The results of the dated panel regression analysis are presented in Table 8. The focus on the discussion of the results will be on models A,B and C, where market capitalization is used as proxy for size. Furthermore, an additional dated panel regression is performed where the identical specifications have been used with the substitution of beta for leverage.

Panel A presents the results for the inclusion of the independent the dependent variable is EV/EBITDA variable. Contradictive to the key value driver formula return on invested capital (ROIC) has an insignificant negative relationship with the EV/EBITDA multiple. Growth is marginally significant in model A. However, in the other two models (B and C) the value becomes insignificant and the sign changes. This is inconsistent with the predictions of the key value driver formula. The size coefficient is positive and highly significant. This implies that as the market capitalization increases the valuation multiple EV/EBITDA increases as well, which again implies that large companies have higher valuations.

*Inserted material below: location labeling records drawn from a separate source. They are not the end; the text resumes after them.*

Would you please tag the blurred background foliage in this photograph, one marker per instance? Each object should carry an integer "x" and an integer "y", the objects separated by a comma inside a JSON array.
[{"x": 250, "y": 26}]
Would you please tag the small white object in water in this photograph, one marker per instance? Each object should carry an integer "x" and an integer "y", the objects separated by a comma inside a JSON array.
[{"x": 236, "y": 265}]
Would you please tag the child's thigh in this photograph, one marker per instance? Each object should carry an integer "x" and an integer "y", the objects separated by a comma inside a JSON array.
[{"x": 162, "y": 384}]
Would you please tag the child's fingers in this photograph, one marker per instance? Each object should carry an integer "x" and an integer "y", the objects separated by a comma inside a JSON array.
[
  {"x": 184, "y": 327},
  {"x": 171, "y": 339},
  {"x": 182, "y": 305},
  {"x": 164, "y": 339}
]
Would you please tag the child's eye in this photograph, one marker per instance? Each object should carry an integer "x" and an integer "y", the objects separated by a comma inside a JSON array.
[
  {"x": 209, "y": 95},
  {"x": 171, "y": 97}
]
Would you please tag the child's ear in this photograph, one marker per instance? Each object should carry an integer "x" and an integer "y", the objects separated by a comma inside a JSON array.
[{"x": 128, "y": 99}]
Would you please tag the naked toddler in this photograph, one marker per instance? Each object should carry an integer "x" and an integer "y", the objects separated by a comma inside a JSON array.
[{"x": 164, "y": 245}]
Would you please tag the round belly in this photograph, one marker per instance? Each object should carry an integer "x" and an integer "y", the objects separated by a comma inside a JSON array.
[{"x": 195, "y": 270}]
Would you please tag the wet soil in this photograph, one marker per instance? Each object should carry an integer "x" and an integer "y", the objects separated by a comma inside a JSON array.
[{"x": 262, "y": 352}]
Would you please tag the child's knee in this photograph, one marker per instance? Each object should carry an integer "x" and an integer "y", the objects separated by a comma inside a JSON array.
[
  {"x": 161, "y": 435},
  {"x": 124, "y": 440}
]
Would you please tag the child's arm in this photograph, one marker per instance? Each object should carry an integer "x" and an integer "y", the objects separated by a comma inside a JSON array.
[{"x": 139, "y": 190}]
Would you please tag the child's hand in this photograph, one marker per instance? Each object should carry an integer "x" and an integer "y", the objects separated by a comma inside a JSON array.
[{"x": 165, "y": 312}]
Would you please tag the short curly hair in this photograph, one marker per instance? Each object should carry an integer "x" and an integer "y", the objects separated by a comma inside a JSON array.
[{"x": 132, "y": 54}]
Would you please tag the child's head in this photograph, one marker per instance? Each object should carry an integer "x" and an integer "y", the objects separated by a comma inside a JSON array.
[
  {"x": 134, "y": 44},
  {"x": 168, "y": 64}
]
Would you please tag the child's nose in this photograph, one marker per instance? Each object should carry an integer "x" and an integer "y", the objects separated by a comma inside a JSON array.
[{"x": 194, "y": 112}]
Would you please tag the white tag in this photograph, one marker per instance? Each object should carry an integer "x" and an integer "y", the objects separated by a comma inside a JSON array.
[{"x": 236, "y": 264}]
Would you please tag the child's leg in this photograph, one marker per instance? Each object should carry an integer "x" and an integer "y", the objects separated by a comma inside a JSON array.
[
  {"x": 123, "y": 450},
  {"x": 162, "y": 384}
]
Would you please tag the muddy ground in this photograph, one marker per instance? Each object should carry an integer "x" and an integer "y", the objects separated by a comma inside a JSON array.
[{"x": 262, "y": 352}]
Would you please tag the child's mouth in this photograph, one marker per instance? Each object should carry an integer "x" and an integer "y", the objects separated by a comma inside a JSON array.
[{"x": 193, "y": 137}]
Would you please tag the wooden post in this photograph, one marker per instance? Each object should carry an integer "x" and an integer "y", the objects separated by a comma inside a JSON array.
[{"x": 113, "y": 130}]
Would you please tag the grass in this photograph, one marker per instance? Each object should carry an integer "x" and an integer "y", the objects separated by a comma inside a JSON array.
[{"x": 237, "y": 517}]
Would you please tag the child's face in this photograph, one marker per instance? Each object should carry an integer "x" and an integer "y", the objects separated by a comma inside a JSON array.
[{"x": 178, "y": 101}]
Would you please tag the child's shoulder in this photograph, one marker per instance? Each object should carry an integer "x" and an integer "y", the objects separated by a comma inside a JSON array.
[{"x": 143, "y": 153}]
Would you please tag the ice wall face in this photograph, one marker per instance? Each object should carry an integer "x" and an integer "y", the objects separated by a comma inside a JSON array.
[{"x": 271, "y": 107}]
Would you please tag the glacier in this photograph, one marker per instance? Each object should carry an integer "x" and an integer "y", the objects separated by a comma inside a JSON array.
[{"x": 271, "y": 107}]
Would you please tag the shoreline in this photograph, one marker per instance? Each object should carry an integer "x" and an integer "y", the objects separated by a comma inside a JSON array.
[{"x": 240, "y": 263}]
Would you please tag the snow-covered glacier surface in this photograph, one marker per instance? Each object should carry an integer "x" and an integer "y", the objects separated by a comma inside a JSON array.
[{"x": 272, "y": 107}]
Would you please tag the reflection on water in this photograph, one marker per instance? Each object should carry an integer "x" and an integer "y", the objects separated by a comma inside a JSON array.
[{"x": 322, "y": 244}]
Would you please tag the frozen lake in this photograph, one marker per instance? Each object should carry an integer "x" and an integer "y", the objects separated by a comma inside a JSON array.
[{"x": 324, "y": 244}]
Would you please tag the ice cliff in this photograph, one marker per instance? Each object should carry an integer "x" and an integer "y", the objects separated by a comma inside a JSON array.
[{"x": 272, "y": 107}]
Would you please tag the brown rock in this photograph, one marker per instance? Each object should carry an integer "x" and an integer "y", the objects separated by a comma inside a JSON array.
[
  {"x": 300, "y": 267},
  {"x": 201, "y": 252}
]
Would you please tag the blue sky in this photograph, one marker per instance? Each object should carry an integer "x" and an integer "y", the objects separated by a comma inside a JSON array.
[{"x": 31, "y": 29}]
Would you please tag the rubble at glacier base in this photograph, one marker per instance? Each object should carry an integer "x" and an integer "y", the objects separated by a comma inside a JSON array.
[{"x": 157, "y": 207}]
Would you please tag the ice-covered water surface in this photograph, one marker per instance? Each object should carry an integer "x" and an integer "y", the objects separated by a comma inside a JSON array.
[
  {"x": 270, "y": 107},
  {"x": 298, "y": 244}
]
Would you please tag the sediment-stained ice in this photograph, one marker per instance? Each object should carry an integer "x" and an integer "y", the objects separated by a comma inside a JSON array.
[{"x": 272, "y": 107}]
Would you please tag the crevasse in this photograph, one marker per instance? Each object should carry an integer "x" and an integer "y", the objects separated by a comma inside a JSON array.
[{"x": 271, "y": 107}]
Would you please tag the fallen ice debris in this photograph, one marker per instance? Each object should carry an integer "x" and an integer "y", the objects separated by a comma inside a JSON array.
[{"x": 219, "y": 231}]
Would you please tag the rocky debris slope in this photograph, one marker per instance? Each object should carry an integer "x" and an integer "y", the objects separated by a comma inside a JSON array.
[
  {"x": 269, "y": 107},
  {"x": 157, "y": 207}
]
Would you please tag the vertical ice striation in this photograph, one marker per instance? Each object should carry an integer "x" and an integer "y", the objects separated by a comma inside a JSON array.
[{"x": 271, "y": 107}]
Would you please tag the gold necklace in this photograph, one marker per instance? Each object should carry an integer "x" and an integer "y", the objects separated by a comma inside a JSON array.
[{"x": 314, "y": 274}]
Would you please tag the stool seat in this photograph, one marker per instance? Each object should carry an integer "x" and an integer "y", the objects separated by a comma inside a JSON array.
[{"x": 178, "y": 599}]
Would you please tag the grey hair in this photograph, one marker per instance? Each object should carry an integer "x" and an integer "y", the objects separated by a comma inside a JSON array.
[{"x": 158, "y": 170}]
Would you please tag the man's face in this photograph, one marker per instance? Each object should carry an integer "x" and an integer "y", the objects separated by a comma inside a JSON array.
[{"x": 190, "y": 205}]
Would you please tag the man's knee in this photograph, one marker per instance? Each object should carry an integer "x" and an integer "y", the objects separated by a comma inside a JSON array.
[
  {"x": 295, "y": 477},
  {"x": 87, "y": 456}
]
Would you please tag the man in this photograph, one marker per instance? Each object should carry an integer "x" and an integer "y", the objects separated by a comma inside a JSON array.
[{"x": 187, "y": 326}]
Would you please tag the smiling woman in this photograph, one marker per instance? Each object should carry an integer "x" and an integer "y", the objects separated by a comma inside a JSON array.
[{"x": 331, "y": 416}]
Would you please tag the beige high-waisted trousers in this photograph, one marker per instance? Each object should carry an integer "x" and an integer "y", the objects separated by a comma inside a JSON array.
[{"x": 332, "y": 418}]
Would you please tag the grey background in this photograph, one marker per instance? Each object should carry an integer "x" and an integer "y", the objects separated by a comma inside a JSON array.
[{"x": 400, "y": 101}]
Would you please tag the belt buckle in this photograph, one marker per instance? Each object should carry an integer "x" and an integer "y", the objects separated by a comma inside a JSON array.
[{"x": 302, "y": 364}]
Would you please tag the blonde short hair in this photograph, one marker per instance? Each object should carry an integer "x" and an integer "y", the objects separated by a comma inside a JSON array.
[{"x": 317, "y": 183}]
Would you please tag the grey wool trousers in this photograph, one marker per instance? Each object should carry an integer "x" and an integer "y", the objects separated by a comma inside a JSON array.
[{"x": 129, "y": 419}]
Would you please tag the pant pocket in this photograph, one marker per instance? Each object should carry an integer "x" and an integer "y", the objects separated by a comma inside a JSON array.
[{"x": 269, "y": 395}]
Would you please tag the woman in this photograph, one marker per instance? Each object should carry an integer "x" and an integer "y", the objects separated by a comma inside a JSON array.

The positive significant sign on the risk-free rate is contradictive to the prediction that a higher interest rate leads to a higher cost of capital, which will ultimately lead to a lower valuation multiple. It might be that the risk-free rate is not accurate enough to approximate the cost of capital. The coefficient of the beta in models B and C is significantly positive, which is also in contrast with the expected relationships from literature.

Focusing, on industry dummies the technology industry has the highest coefficient and is statistically significant. This finding is in line with the findings from Table 7.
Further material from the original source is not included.